When Truth or Dare came out, it was before the age of reality TV, and everyone in the media did metaphysical backflips trying to pin down what it meant when Madonna gave us a “spontaneous,” “unguarded,” “raw and uncut,” “backstage” view of herself that was actually guided by the star — and even if it wasn’t, the real calculation was that Madonna, in the very DNA of her personality, was always “performing” anyway. That was how she was wired. (Warren Beatty in the movie: “She doesn’t want to live off camera.”) In hindsight, all that strikes me as one part true, two parts convoluted sexism. As if Bob Dylan, the inventor of too cool for school, didn’t orchestrate his image every bit as much in Don’t Look Back.

Five Foot Two is certainly a documentary-as-controlled-exposure-as-press-release, but just because Lady Gaga is the rock star of rock stars doesn’t mean that her candor isn’t “real.” When she sits by the pool, topless, you could call that a publicity gambit or simply what she likes to do. (It’s probably both.) I found the film intensely revealing of Gaga’s life and personality, especially when she’s getting treatments to deal with the pain that’s dogged her for three years, ever since she suffered a broken hip (misdiagnosed at the time) on tour. As her body gets worked over by a massage therapist, she talks about a rope of agony extending through her, right up to her head, and the way she describes it we can feel how that rope connects physical to mental pain (which can happen when an injury debilitates you).

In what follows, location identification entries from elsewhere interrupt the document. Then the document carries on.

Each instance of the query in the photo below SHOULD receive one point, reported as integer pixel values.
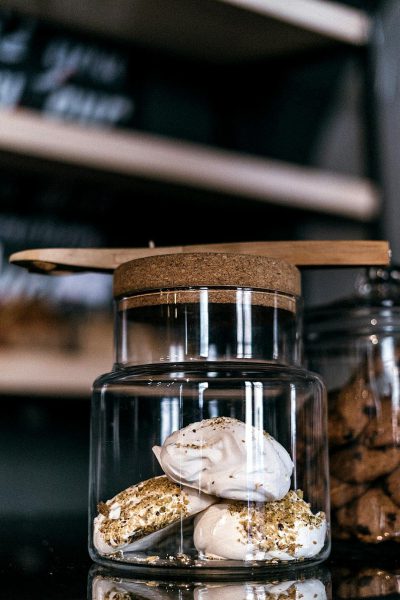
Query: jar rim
(215, 269)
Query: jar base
(185, 567)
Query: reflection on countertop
(48, 559)
(312, 585)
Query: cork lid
(206, 269)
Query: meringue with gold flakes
(141, 515)
(283, 530)
(227, 458)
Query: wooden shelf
(216, 30)
(166, 161)
(54, 371)
(51, 373)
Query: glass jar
(208, 438)
(355, 345)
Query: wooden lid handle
(343, 253)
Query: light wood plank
(185, 164)
(326, 18)
(301, 253)
(215, 30)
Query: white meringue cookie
(284, 530)
(227, 458)
(138, 517)
(309, 589)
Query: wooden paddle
(332, 253)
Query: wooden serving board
(332, 253)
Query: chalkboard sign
(64, 75)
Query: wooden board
(314, 253)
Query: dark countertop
(48, 559)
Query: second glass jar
(208, 438)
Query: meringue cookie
(225, 457)
(283, 530)
(138, 517)
(309, 589)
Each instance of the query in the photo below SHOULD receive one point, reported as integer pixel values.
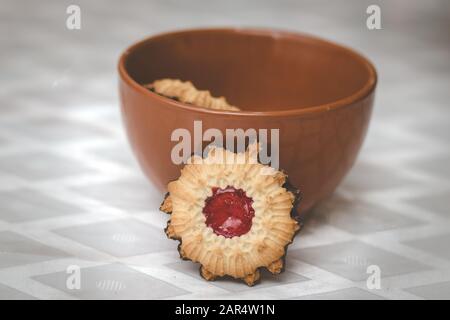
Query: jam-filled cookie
(187, 93)
(231, 214)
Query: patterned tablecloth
(71, 194)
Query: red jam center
(229, 212)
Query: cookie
(231, 214)
(187, 93)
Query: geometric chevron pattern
(71, 193)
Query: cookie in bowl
(231, 214)
(185, 91)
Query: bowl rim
(360, 94)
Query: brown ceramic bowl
(317, 93)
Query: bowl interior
(257, 71)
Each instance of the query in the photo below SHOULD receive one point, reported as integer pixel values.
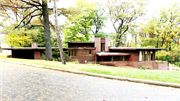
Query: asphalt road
(24, 83)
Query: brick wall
(37, 54)
(132, 57)
(107, 44)
(82, 52)
(149, 64)
(115, 63)
(82, 59)
(98, 44)
(135, 54)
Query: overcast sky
(153, 6)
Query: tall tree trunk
(58, 35)
(47, 30)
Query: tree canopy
(123, 14)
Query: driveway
(18, 82)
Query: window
(140, 55)
(151, 55)
(89, 52)
(102, 47)
(72, 52)
(146, 56)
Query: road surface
(24, 83)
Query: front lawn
(156, 75)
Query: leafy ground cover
(156, 75)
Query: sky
(153, 6)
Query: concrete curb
(102, 75)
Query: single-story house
(99, 51)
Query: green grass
(164, 76)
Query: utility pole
(58, 35)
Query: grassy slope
(165, 76)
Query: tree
(30, 9)
(163, 31)
(19, 37)
(79, 27)
(123, 14)
(58, 35)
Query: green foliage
(101, 35)
(123, 14)
(142, 67)
(79, 26)
(163, 31)
(18, 37)
(40, 38)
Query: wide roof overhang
(131, 48)
(112, 54)
(28, 48)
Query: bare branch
(26, 17)
(15, 7)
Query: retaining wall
(135, 64)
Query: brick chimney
(102, 44)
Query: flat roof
(88, 48)
(133, 48)
(79, 42)
(29, 48)
(112, 54)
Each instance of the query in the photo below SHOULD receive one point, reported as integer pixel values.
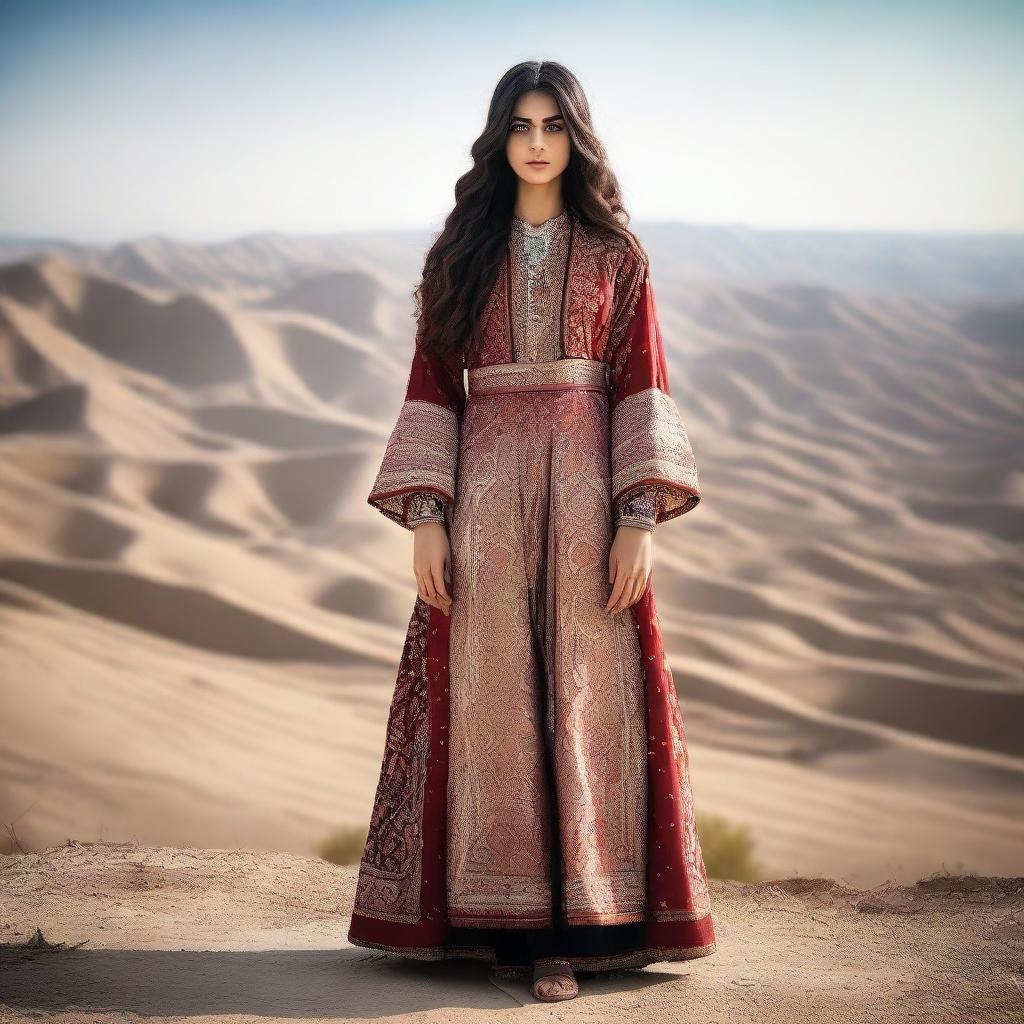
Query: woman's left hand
(629, 566)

As a director, Chris Moukarbel knows how to mix things up. He takes us from a meltdown Gaga has on the set of American Horror Story to a close encounter with fans to an outdoor performance for the Democratic National Committee to a family christening to Gaga accidentally smashing Mark Ronson’s car in the parking lot to a recording session with Florence Welch of Florence and the Machine to a planning session with Gaga’s fashion consultants (“We’ve seen me fuckin’ glamorous for 10 years — it’s boring!”) to her preparation for her Super Bowl halftime show, an event that she regards with a touching degree of awe.

At one point she says that she welcomes the passage of time, that she’s only too happy to think of herself turning into “this old rock-star lady.” A comment like that is the sound of sanity. But now that she has made a movie that exposes herself, she should really do a concert film, a meticulously orchestrated one that, like Stop Making Sense, could bring the form to a new pitch of creative excitement. Five Foot Two shows you Lady Gaga evolving — but more than that it shows you that she’s only just getting started. That’s what happens when you’re born this way.